Hodgson said the convergence also means new models for making, marketing and licencing music.
Some gaming studios have their own in-house composers or commission compositions. Others borrow existing music and give it new life and new audience. For example, a remix of Take me Home, Country Roads from Fallout 76 has topped 21 million YouTube views, and has generated such buzz that the original John Denver track from 1971 bills itself now “As featured on Fallout 76.”)
But while music may be embedded into the gaming experience, it is also just one part of the whole. Most players don’t know whose music they’re listening to while gaming. That adds to the challenge faced by composers, musicians and music-industry officials trying to make sure their music is part of a sustainable business model.
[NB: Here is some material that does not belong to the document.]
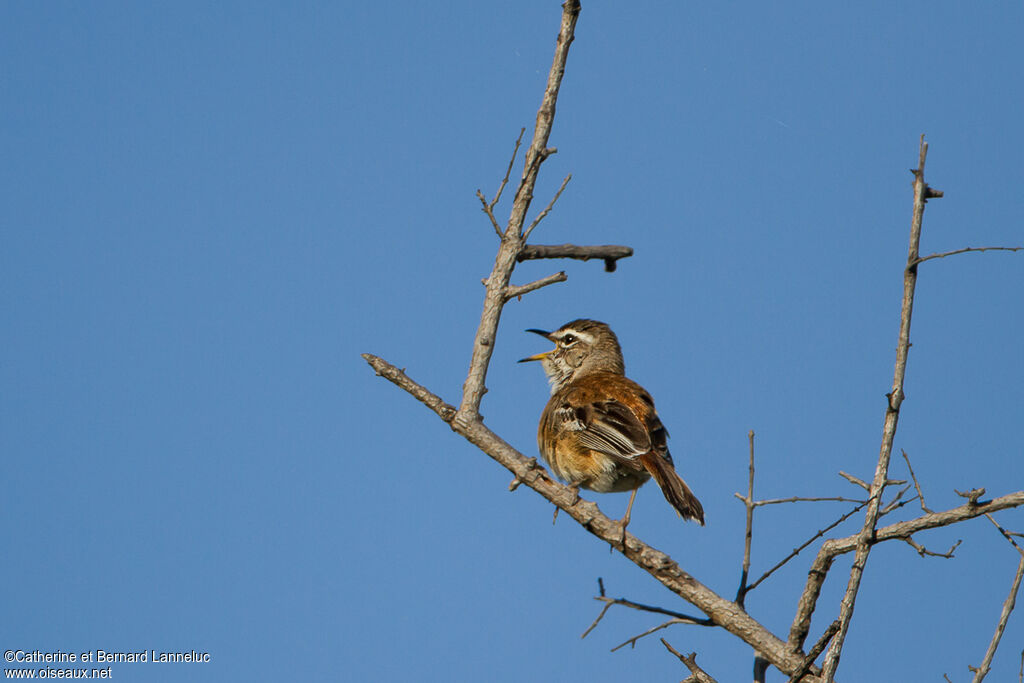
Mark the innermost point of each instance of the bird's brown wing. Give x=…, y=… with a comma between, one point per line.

The hundreds of millions of listeners seeking out music on platforms such as Spotify, YouTube or embedded within games are not necessarily the same ones whose numbers are reflected in traditional music-sales charts, Hodgson said.
This region is well-positioned to be leaders in the evolving industry, he noted. London is home to several internationally renowned gaming companies, as well as Western Music and Fanshawe College’s game design and development and music industry arts programs.
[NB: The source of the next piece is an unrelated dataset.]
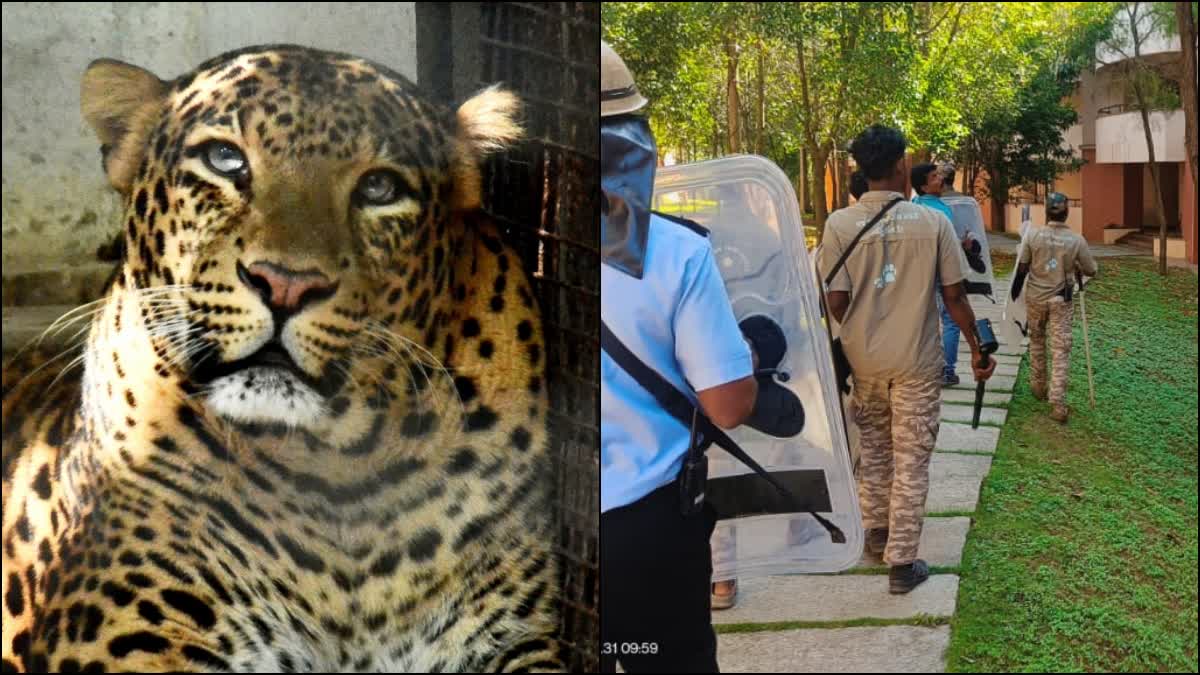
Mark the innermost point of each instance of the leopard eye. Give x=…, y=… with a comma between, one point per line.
x=225, y=159
x=379, y=187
“London punches above its weight in music and everyone know that, especially in production and teaching.”
Sponsored by the JUNO Host Committee and the London Economic Development Corporation, the conference features a who’s-who of the gaming industry and music, including Turcotte; Matthew Shelvock of Bitbird/Heroic; Kim Temple of Six Shooter Records; Karen Chalmers of Big Blue Bubble; George Spanos of Digital Extremes; Josh Richardson of Tiny Titan; and Mack Enns, a Western PhD candidate in gaming and music.
Tickets for Music + Video Game Collision are available online for $20 (student) and $35 (general).
The JUNOs are Canada’s showcase of music excellence and include dozens of events taking place in London from March 11-17. They culminate in a televised awards ceremony Sunday, March 17.